Source: Bloomberg
Over the past few weeks, people here in Beijing have been riveted by the so-called migrant “clean-out” -- the government's attempt to evict tens of thousands of migrant workers from their homes in the poorer parts of the city. What's not being discussed, however, is how the crackdown could threaten one of the government's other main priorities: managing debt.
In China, mobility is legally restricted according to a household registration system, called the hukou. Chinese citizens receive an urban or rural hukou which officially identifies them as residents of a specific area and which allows them to live and work only in that area. Few if any of the migrant workers affected by the current sweep possess a Beijing hukou.
Previously, this didn't really matter. For the past three decades, during the period of China’s furious economic growth, the country's fastest-growing regions were desperate for cheap labor to fill factories and build infrastructure. With local government officials graded in large part on their ability to generate rapid growth, they largely ignored hukou restrictions and made migration into their cities easy. Hundreds of millions of workers traveled from their hukou areas to wherever there were jobs, in particular big cities such as Beijing, Shenzhen and Shanghai.
The attitudes of local authorities may be changing now as the economy slows and officials become more concerned about unemployment and tensions over access to schools and other social services. One of the easiest tools the authorities have to manage both problems is to enforce the hukou rules that are already on the books. In Beijing, the campaign is broadly popular among legal residents, who complain about overcrowding and rising rents.
If it spreads, however, the crackdown could carry a significant macroeconomic cost. Enforcing the residency system nationally could severely limit labor mobility in China. This would in turn constrain monetary policy, which is critical to minimizing the cost to China of what's likely to be a very difficult adjustment after decades of deeply unbalanced growth.
How exactly would this happen? It's important to remember that while China is a huge economy with a great deal of variety across different regions, it can nonetheless operate effectively with a single currency because it has most of the characteristics of an optimum currency area. In the 1960s, Columbia University’s Robert Mundell argued that four conditions were required to establish such an area. They include high levels of labor mobility, high levels of capital mobility, a system of transfers that shares risks across the region, and coordinated business cycles.
If labor mobility in China slows dramatically, growth rates in different parts of the country would diverge even more than they have already, rather than converge. As a result, monetary policies aimed at restraining credit growth overall might end up being too tight for some regions, leading to accelerating bankruptcies, and too loose for others, fueling out-of-control credit growth. To prevent financial dislocation in the former, officials would likely tolerate faster credit growth for a longer period of time than they might otherwise. If labor mobility is restricted, in other words, it'll be harder to control the upsurge in debt.

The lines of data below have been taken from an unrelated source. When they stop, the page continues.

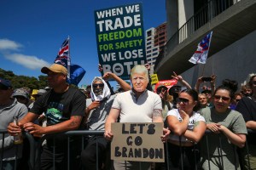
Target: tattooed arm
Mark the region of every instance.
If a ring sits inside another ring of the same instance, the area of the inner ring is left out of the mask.
[[[163,116],[161,110],[154,110],[153,111],[153,122],[163,122]],[[163,128],[163,134],[160,136],[161,140],[165,143],[167,141],[171,131],[168,128]]]
[[[25,130],[29,131],[34,136],[42,136],[42,134],[49,134],[54,133],[61,133],[69,130],[75,130],[80,126],[82,116],[73,116],[69,120],[48,127],[41,127],[32,122],[24,124]]]
[[[198,143],[201,137],[205,134],[207,129],[206,122],[203,121],[196,122],[194,125],[193,131],[186,130],[184,137],[190,141]]]

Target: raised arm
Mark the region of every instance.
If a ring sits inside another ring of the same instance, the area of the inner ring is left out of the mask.
[[[184,137],[190,141],[198,143],[205,134],[207,124],[203,121],[196,122],[194,125],[193,131],[186,130]]]
[[[211,77],[212,77],[212,81],[210,82],[210,83],[211,83],[211,89],[212,89],[212,96],[213,96],[215,91],[216,75],[212,75]]]
[[[218,126],[219,131],[223,132],[223,133],[229,139],[229,140],[237,145],[240,148],[244,147],[247,137],[245,134],[241,133],[234,133],[229,128],[223,125]]]
[[[79,128],[82,119],[83,117],[80,116],[73,116],[67,121],[51,126],[41,127],[32,122],[27,122],[24,124],[23,128],[25,130],[29,131],[31,134],[40,137],[43,134],[76,130]]]
[[[170,115],[167,116],[167,123],[172,132],[173,132],[176,135],[181,136],[184,134],[188,128],[189,116],[182,110],[179,110],[179,112],[183,117],[183,121],[181,122],[176,116]]]
[[[199,88],[200,88],[200,84],[203,82],[202,81],[202,76],[200,76],[197,81],[196,81],[196,83],[195,83],[195,90],[199,93]]]
[[[107,117],[107,120],[105,122],[104,137],[108,140],[112,140],[112,139],[113,139],[113,133],[111,132],[111,123],[117,122],[117,119],[118,119],[119,114],[120,114],[120,110],[112,108],[110,110],[109,115]]]
[[[183,86],[186,87],[189,89],[191,89],[191,86],[180,75],[177,75],[176,72],[173,71],[173,75],[172,76],[172,78],[176,79]]]

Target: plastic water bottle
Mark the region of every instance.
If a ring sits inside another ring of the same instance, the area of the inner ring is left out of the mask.
[[[14,116],[14,123],[18,125],[18,117]],[[14,136],[14,144],[22,144],[23,139],[21,133],[18,133],[17,135]]]

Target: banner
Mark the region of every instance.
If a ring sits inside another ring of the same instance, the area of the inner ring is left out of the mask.
[[[161,80],[159,81],[154,87],[154,92],[156,92],[156,88],[160,86],[160,85],[164,85],[166,86],[168,89],[170,89],[172,86],[176,85],[177,82],[177,80],[176,79],[171,79],[171,80]]]
[[[146,63],[142,3],[95,11],[99,63],[124,80],[131,68]]]
[[[135,162],[165,162],[163,122],[114,122],[111,159]]]
[[[158,82],[157,74],[151,75],[151,84],[156,84]]]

For instance, GDP in China’s northeastern province of Liaoning, which suffers from rust-belt industries mired in debt and excess capacity, shrunk 2.5 percent last year. Even the ability of the provincial government to continue financing itself was thrown into question temporarily when one of its largest state-owned enterprises, Dongbei Special Steel, was forced into a messy default. In order to avoid surging unemployment and rising defaults, Liaoning needs low interest rates and temporarily easy money. But, if the central government wants to restrain credit growth in healthier and faster-growing provinces like Fujian, which grew last year by 8.4 percent, it needs to pursue diametrically opposed policies.
This is already a difficult enough problem. It would be far more difficult if Liaoning’s unemployed workers couldn’t migrate to where the jobs are, and if provinces like Fujian protected their residents by restricting immigration. Such provincial protectionism has a long history in China. Less than 20 years ago, provinces restricted trade among themselves so severely that one of the main reasons then-Premier Zhu Rongji pushed for China’s entry into the World Trade Organization was to use WTO rules to break down intra-provincial trade barriers.
For this reason, authorities should monitor labor practices carefully and take steps to prevent local officials from heavily enforcing the hukou. This may prove difficult, in which case they should consider alternative policies to reinforce monetary integration. They could strengthen fiscal policies that transfer income from faster-growing provinces to slower-growing ones, for example, or manage fiscal spending so that business cycles are more closely coordinated across regions.
One thing we know from the history of developing countries is how suddenly virtuous cycles can become vicious cycles. In China, rapid growth historically encouraged local officials to ignore hukou restrictions. This caused a sharp increase in labor mobility, which made monetary policy more effective and, in turn, encouraged even more rapid growth.
This self-reinforcing process could just as easily reverse itself, with slow growth encouraging officials to restrict labor mobility, weakening the transmission of monetary policy and slowing growth even further. Officials might want to think twice before making their own jobs harder.